Reflexión sobre el evangelio del domingo XXII (Mt 16, 21-27)
El domingo pasado comentaba cómo la confesión de fe, que va siempre acompañada de una bienaventuranza, posee una dimensión sufriente que es necesario aceptar para que esta confesión no se convierta un juego de ficción que solo nos acompaña mientras las cosas van bien.
El evangelio de hoy nos
presenta, en toda su crudeza, esta dimensión sufriente que comporta la unión
con el Señor. Se trata del dolor que produce vivir a contracorriente de un
mundo que para huir del costo personal que tiene la vida verdadera (el sacrificio
que supone el amor, la fatiga que requiere el trabajo, la espera que necesita
lo verdadero) emplea la mentira, la traición, la explotación, la violencia en
distintas formas y grados que pueden reconocerse en todos los ámbitos de la
existencia: desde la vida familiar hasta las relaciones entre los pueblos y
naciones. En este mundo nadie quiere testigos que saquen a la luz las miserias
que necesitamos ocultar para estar tranquilos. Lo refleja claramente el libro
de la Sabiduría: “Acechemos al justo, que nos resulta fastidioso… Su sola
presencia nos resulta insoportable, pues con su simple actuar es un reproche
contra nuestra forma de vida” (2, 12-14).
Por eso quienes se dejan
seducir por Dios y le acogen como verdad de vida, como amor por las cosas y las
personas, como esperanza de gloria… muestran con su sola presencia la
vulgaridad y degradación de la vida del mundo, incluso cuando esté escondida en
justificaciones casi irrebatibles, aunque insustanciales, y en una belleza
especialmente atrayente, aunque siempre demasiado artificial.

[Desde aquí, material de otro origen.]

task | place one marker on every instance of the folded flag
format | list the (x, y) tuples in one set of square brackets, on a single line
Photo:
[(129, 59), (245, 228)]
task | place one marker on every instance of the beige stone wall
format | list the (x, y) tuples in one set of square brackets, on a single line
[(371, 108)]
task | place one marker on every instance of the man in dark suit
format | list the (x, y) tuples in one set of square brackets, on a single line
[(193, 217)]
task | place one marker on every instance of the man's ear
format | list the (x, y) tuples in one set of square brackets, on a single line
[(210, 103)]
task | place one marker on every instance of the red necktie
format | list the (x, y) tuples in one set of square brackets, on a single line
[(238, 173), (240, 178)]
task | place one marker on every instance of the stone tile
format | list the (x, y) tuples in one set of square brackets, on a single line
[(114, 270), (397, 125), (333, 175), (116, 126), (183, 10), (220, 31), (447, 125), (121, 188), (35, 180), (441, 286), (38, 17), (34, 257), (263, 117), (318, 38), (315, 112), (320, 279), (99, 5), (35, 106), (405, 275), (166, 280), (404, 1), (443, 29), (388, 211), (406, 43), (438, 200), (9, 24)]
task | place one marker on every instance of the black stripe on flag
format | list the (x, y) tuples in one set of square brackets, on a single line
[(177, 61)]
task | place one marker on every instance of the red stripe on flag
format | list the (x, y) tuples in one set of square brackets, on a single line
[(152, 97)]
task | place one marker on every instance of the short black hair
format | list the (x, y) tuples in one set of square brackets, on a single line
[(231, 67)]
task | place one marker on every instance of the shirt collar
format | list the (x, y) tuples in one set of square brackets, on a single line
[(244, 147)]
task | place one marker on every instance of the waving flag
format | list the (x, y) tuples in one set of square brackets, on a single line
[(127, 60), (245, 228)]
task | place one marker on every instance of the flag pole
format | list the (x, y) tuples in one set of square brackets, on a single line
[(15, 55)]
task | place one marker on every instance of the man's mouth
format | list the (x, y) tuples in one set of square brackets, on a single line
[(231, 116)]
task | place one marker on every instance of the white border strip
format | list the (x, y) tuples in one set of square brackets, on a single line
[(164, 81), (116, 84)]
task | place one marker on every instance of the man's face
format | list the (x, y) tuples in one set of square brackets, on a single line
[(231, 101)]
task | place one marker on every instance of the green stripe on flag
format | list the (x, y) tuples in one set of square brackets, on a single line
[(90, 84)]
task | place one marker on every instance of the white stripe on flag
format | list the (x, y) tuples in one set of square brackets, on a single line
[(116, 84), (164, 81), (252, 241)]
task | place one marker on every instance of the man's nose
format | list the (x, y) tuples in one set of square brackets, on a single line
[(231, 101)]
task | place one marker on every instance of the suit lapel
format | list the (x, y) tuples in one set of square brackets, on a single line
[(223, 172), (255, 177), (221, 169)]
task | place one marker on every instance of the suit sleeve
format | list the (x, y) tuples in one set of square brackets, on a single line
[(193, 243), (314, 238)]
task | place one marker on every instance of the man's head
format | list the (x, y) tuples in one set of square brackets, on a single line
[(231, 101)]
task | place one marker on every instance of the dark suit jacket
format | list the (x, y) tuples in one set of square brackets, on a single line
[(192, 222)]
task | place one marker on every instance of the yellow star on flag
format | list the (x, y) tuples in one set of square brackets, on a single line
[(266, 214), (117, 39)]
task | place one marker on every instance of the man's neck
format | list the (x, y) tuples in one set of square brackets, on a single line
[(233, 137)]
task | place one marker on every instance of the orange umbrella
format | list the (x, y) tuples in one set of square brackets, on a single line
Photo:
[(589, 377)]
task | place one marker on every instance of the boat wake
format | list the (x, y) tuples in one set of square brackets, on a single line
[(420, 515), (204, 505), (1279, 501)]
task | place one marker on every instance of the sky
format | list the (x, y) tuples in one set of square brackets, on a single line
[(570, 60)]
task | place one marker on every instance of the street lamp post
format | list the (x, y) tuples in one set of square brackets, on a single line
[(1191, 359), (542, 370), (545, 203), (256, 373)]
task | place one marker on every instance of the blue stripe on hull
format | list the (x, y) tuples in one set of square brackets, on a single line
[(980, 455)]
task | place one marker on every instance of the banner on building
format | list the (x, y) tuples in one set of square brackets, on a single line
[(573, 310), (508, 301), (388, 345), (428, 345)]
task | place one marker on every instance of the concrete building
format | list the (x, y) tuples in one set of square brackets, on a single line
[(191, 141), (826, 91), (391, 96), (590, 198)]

Es en este mundo concreto, que
también nos habita a nosotros (como queda testimoniado en la reacción de
Pedro), donde el Señor nos invita a seguirlo. Curiosamente en este fragmento
del evangelio no se le llama Mesías o Hijo del Dios vivo, como en el anterior
había hecho Pedro. Solo se habla de Jesús, como si se quisiera traer los ojos
su vida concreta, sencilla, básica. Es en ella donde está contenida la
salvación de Dios. La gloria se revela en la sencillez. No en vano el mismo
nombre Jesús significa salvador.
Por eso, en los momentos de
dificultad para vivir la vida cristiana, en los momentos de tentación, en los
momentos en el que el miedo al mundo que nos rodea y a su poder nos empuja a
apartarnos del Señor, hemos de volver a recordar, como hace Jeremías, que su
vida es un fuego ardiente en nuestro interior (Jer 20, 7-9). El fuego ardiente
del amor, de la verdad, de la belleza que en algún momento él mismo nos ha dado
a conocer, aunque ahora (en los momentos difíciles) esté tan escondida que
parezca inexistente. En su momento el Señor se revelará envolviendo con su
gloria a los suyos. Entonces quedará manifiesto que hemos ganado la verdadera
vida que él nos está ofreciendo a cada momento.